Hauptbeschuldigter im Infinus-Prozess gibt Fehler zu, verneint Vorsätzlichkeit

Der frühere Geschäftsführer des Infinus-Finanzkonzerns hat zugegeben, dass Fehler passiert sind. Vorsätzlich betrogen habe er die Anleger aber nicht. Ein weiterer Angeklagter hat damit sein Schweigen gebrochen.
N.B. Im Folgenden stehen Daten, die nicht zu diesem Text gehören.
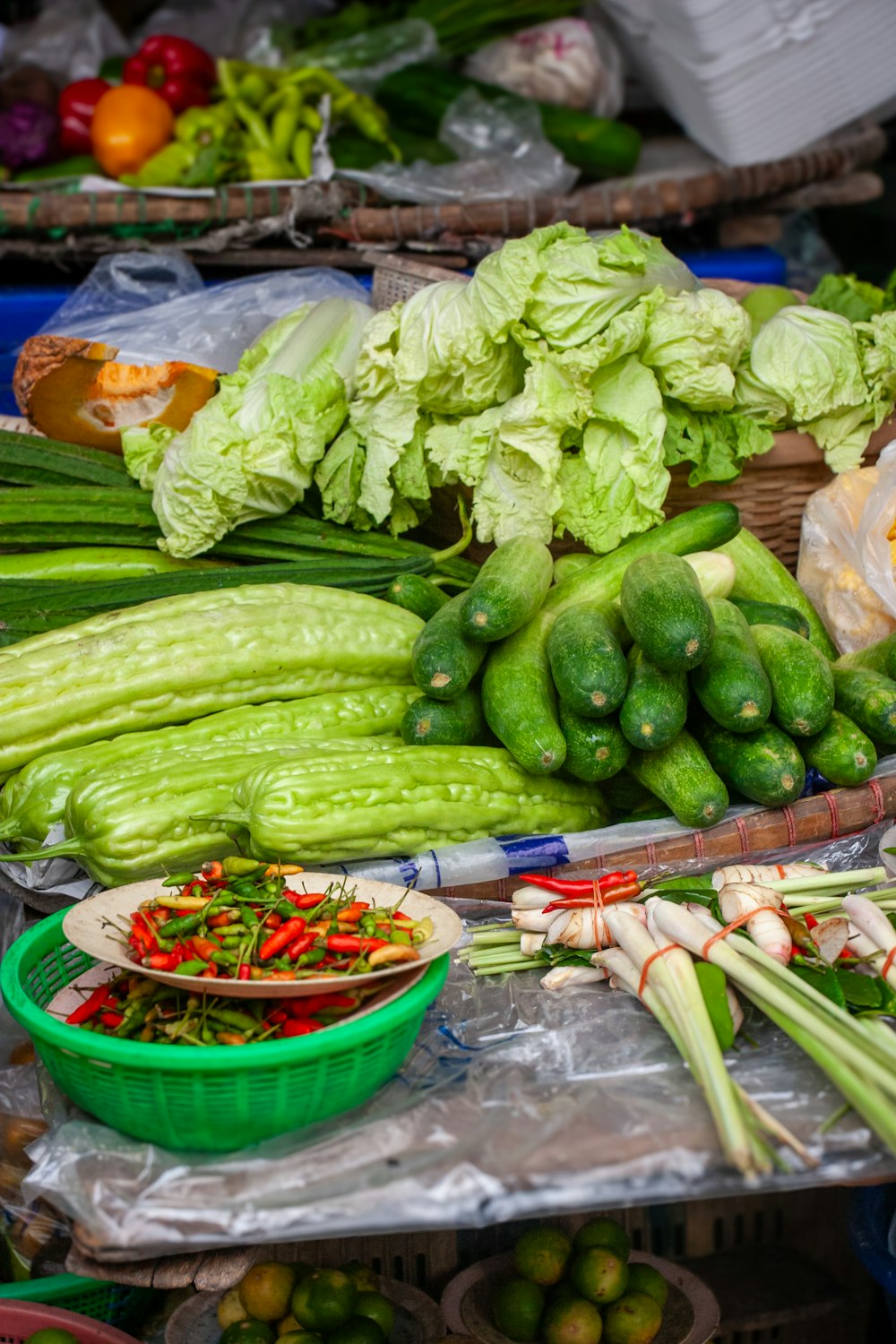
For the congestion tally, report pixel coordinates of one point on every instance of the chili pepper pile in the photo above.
(134, 1008)
(238, 919)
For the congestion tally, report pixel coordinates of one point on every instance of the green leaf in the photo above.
(860, 991)
(825, 981)
(712, 986)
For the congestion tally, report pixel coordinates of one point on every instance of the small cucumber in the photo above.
(731, 683)
(665, 612)
(418, 594)
(841, 752)
(595, 747)
(802, 685)
(876, 658)
(589, 667)
(520, 706)
(443, 661)
(571, 564)
(446, 723)
(869, 701)
(769, 613)
(506, 591)
(656, 704)
(681, 776)
(764, 766)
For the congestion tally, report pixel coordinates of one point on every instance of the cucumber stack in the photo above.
(638, 666)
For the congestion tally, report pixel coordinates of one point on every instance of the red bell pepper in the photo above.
(75, 109)
(177, 69)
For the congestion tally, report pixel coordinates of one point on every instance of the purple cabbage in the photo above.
(27, 134)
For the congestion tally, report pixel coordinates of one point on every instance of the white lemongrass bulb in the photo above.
(763, 873)
(532, 921)
(766, 927)
(562, 978)
(530, 943)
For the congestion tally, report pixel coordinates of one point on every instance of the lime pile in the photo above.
(298, 1304)
(581, 1290)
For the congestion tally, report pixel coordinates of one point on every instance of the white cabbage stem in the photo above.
(560, 978)
(766, 927)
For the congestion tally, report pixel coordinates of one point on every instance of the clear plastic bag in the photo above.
(155, 308)
(565, 61)
(503, 153)
(845, 559)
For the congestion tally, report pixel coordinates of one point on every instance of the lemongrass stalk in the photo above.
(700, 1039)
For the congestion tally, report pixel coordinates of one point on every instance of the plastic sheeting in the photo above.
(514, 1102)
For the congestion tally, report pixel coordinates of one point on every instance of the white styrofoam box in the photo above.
(758, 81)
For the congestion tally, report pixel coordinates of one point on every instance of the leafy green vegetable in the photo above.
(718, 444)
(253, 448)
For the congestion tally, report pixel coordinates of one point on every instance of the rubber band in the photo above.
(735, 924)
(659, 952)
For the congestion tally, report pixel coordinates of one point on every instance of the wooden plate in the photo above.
(417, 1317)
(691, 1314)
(97, 926)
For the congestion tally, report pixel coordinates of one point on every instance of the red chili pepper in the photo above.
(285, 935)
(352, 943)
(89, 1008)
(304, 943)
(75, 109)
(179, 72)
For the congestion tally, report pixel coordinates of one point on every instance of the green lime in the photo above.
(362, 1276)
(378, 1308)
(359, 1330)
(247, 1332)
(324, 1301)
(645, 1279)
(53, 1335)
(541, 1254)
(516, 1309)
(635, 1319)
(266, 1289)
(603, 1231)
(571, 1322)
(599, 1274)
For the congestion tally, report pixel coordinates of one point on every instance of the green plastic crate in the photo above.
(116, 1304)
(214, 1099)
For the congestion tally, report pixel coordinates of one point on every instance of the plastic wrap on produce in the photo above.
(514, 1102)
(156, 308)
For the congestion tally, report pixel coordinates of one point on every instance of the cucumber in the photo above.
(764, 768)
(589, 667)
(877, 658)
(841, 752)
(506, 591)
(665, 612)
(595, 747)
(769, 613)
(869, 701)
(447, 723)
(802, 685)
(681, 776)
(418, 594)
(520, 707)
(731, 683)
(656, 704)
(700, 529)
(571, 564)
(763, 578)
(443, 661)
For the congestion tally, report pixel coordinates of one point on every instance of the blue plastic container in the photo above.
(871, 1217)
(22, 314)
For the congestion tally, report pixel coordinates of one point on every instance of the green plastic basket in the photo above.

Bisher hatten die meisten der sechs angeklagten Ex-Manager der Infinus-Firmengruppe die Aussage vor Gericht verweigert. Nun hat der Hauptbeschuldigte im Prozess doch eine Erklärung abgeliefert und Fehler eingestanden, den Vorwurf des vorsätzlichen Betrugs jedoch zurückgewiesen. Wirklich überraschend kommt seine Aussage aber nicht. So hatte der Richter verlauten lassen, dass ihm ohne eine Aufklärung nach bisherigem Verfahrensstand neun Jahre Haft drohen. Ob die Erklärung des Hauptverdächtigen nun zu einer geringeren Strafe führt, muss abgewartet werden. Auch ist noch ungewiss, ob die anderen Mitangeklagten mit einer Aussage folgen. Falls ja, könnte dies das Urteil gegen den Hauptverdächtigen weiter beeinflussen.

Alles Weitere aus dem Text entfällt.